Almost every major technological discontinuity in this archive runs through a war. The pattern is not romantic. Wars concentrate state capital, suspend peacetime budget discipline, mobilize talent on deadlines, and reward results over publications. Whether one approves of the mechanism or not, the historical record is consistent enough that any complete account of technological centers must reckon with it.

Greek fire (Byzantine, ~672 CE) keeps Constantinople alive for an extra eight centuries against Islamic and Crusader pressure. Gunpowder weapons (Song China → Mongol diffusion → European refinement → Ottoman cannon at Constantinople) end the medieval defensive paradigm in 1453. Sailing-ship gunnery (Iberian–Dutch–English) opens the Atlantic empires. The Napoleonic wars institutionalize the École Polytechnique. The American Civil War industrializes mass production. World War I produces radio, aviation, and chemical industry at scale. World War II produces radar, the jet engine, nuclear weapons, computers, antibiotics, and the operations-research methods that became modern management.

The specific lesson of the 1940s war economies is the most relevant for this archive.
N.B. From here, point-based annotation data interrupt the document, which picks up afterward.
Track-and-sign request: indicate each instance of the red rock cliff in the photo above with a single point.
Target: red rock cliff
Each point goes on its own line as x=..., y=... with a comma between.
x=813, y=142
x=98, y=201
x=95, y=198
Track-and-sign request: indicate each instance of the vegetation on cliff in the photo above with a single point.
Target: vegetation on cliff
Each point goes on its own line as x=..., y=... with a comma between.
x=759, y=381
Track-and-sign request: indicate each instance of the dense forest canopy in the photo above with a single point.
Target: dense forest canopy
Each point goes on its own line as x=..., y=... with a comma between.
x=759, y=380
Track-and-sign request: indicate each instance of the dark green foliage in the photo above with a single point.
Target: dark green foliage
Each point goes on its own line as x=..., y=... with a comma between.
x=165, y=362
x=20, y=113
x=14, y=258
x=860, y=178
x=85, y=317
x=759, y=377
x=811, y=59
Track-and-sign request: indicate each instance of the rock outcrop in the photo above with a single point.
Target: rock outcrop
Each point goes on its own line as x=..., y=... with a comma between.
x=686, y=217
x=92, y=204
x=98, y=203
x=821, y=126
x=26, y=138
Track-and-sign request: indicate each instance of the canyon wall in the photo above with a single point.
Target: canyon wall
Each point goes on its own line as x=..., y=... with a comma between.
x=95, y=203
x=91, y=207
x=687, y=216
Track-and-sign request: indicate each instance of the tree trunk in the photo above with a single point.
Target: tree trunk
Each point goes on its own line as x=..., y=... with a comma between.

The Manhattan Project, the Radiation Lab at MIT (radar), Bletchley Park (cryptography), and the OSRD-coordinated medical work (penicillin scale-up, blood plasma logistics) all share a common pattern: identify a small set of decisive technical problems, give them a national-priority budget, recruit talent without regard to seniority, give the program a deadline that mirrors enemy capability, and accept that 90% of the spending will produce nothing while the 10% that succeeds will reshape civilization.

The pattern persisted through the Cold War (DARPA, NASA Apollo, the semiconductor industry's military origins) and is reactivating in the 2020s through chip export controls, sovereign-AI initiatives, and defense-tech venture capital. Anduril, Palantir, SpaceX-as-defense-contractor, OpenAI's 2024 federal partnership — all are recognizable as Cold-War-era institutional types in 21st-century form.

The uncomfortable corollary, much-discussed by economic historians, is that the absence of major war between great powers since 1945 may be one of the reasons technological progress has slowed in the categories where governments traditionally led — energy, transport, basic materials. The argument has a moral dimension nobody wants to engage with. The empirical pattern is what it is.

The risk for the 2020s and 2030s is that the pattern reactivates more literally than anyone wants. The U.S.–China AI competition is currently being run, by both sides, on the institutional templates of the Manhattan Project and the Cold War. If those templates produce outcomes similar to what they produced before, the technological gains will be substantial. If they produce outcomes similar to what they produced in 1914, the technological gains will be irrelevant.